Why Do We Own Amazon.com?

by | Oct 21, 2014 | General

Tremendous sales growth with a growing competitive advantage

Amazon.com is the single biggest force in Internet commerce. The company’s product catalog runs the gamut from diapers to digital media, with new products and services being added all the time. Visionary founder Jeff Bezos continues to expand Amazon’s reach by delivering value and convenience to its customers. 

Characteristics of the Business:

It’s impossible to imagine Amazon.com without the Internet and it’s hard to picture the Internet without Amazon. Billions of dollars worth of retail sales go through Amazon’s servers and large portions of the Internet itself runs on top of Amazon’s Cloud Infrastructure. 

Amazon’s retail operations take a page from Walmart’s “large selection + low prices” business model, but it is taken a step further by running the store through the web. Without the limitation of a physical location, Amazon is able to offer customers a wider array of products than anyone else, enticing customers to do more of their shopping with the e-retailer. 

The business scales remarkably well, and Amazon continues to invest in its web and logistics infrastructure to create a competitive advantage that other companies only dream of having.  Sales continue to grow at a strong pace (over 30% compounded per year over the last 5 years) and the company is positioned to continue growing well into the future. 

Amazon is run in an extremely efficient manner. While investors bemoan Amazon’s lack of bottom line profits, the company generates more & more cash flow each quarter. Bezos invests this cash back into the business at high returns on capital, creating an infrastructure that scales to a level that competitors cannot match.  

The Trend and its Future:

While Amazon already dominates Internet commerce, most retail sales are still done in traditional “brick & mortar” stores. But it’s clear that e-commerce will continue to become a bigger part of overall retail sales and no company is better positioned to take advantage of this trend than Amazon. 

Amazon’s Prime service offers customers two day shipping on most of its products, and it increasingly adds digital content (music, movies and TV shows) at no additional cost beyond the annual $99 subscription fee. 
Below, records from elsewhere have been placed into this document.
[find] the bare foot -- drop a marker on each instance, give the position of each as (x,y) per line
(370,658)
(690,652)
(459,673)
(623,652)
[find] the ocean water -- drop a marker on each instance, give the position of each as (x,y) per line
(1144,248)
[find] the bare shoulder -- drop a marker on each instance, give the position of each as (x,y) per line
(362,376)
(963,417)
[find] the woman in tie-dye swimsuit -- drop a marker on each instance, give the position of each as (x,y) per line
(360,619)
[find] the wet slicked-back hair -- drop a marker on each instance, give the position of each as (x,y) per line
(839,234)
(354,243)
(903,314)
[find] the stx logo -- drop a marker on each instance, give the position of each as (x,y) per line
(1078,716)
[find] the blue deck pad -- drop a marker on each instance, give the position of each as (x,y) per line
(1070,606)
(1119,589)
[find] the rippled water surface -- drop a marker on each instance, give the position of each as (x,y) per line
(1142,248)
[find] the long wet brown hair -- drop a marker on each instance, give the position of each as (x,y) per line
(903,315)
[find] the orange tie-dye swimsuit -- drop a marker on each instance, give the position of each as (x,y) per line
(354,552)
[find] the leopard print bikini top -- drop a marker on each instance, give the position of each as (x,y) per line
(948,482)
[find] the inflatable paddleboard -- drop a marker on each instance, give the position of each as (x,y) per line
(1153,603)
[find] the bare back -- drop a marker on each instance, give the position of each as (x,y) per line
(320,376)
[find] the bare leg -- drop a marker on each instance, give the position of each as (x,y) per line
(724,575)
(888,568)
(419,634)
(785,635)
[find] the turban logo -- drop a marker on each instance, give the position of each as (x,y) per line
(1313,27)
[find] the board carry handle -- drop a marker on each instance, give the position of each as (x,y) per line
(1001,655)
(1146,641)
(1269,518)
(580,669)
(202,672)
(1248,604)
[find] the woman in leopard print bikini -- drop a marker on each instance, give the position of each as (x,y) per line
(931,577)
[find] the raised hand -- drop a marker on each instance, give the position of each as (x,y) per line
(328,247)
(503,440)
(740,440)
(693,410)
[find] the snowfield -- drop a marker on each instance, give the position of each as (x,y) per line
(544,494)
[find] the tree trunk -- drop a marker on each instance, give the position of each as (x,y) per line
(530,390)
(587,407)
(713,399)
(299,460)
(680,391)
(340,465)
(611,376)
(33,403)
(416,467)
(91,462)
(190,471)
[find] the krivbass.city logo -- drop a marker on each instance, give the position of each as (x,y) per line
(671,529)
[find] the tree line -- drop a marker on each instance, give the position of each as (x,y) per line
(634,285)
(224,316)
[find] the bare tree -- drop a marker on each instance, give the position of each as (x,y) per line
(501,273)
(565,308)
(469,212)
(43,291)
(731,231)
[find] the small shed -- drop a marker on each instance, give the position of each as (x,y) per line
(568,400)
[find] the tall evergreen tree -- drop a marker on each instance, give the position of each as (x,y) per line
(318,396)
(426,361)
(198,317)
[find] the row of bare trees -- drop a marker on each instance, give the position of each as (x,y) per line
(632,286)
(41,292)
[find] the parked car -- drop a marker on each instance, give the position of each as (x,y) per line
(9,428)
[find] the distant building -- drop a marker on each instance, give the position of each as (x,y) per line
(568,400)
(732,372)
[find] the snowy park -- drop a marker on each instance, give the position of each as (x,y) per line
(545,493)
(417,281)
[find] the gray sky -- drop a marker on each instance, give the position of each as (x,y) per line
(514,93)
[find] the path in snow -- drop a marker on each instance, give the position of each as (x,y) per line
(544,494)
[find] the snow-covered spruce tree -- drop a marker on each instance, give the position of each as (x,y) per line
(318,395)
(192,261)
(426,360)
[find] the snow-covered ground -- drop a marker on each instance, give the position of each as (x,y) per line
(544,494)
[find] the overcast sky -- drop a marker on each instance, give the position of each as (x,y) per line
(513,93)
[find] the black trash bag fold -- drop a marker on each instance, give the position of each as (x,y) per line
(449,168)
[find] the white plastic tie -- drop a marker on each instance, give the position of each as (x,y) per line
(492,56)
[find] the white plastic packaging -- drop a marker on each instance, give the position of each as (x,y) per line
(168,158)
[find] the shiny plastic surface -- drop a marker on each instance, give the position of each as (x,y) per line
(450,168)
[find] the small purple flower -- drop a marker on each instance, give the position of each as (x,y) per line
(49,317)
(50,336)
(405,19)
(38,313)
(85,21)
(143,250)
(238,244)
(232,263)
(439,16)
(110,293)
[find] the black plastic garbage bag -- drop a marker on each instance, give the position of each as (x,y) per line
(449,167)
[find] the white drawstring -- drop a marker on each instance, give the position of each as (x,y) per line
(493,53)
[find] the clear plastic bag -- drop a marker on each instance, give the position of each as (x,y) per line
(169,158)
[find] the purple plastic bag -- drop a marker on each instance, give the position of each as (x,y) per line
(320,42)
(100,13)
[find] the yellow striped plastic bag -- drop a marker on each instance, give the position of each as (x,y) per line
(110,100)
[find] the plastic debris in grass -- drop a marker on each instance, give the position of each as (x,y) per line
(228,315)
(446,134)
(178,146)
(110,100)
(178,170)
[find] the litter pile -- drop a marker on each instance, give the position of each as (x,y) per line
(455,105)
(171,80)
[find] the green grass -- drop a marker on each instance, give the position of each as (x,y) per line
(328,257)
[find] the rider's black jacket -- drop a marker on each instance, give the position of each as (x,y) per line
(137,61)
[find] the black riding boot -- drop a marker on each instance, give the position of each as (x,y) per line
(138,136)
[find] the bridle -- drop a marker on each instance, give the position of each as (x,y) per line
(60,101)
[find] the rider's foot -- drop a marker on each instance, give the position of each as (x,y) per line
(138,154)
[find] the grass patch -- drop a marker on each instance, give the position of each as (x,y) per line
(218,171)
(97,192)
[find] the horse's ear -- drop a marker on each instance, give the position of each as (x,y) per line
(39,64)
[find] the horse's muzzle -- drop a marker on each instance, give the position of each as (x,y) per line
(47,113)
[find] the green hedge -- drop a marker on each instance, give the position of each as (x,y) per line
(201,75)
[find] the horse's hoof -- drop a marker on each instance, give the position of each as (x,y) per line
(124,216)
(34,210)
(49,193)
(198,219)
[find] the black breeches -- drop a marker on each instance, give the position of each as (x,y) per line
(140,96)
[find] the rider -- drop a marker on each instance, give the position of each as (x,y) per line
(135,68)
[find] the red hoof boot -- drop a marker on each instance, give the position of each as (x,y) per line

In many ways, Amazon isn’t just a store, it’s a platform that allows other companies to benefit from Amazon infrastructure. 

In order to service Amazon’s millions of customers, the company had to invest heavily in its computing infrastructure to run the website and the store itself. The company had the foresight to rent its extra computing capacity at low prices. As a result, the Amazon Web Services has enabled Internet services like Netflix, Airbnb, Pinterest and Spotify to scale their businesses at greatly reduced costs. 

Amazon has increasingly allowed third party retailers to sell products along side Amazon’s listings.  This “agency” business model is very profitable for Amazon, as the company collects a percentage of each sale.  Since Amazon only books the fee as revenue, it’s clear that Amazon is responsible for even more than the $90B in sales expected for 2014. 

Key Risks to Watch:

For any retailer, a recession is a major risk and Amazon’s growth would undoubtedly be harmed by recession. 

Google has been rumored to offer a shopping service and Google can’t be happy that customers increasingly go straight to Amazon to search for products.  Alibaba has ambitions to become a major e-commerce company around the globe. 

Investors may become impatient with Amazon’s decision to focus on growing revenues and not increasing returns to shareholders.  This can make the company difficult to value, since the P/E ratio isn’t based on much at all. 

We think Amazon will continue to grow well into the future. Patient, long term investors should benefit from Amazon’s increasing scale and eventually that will fall to the bottom line.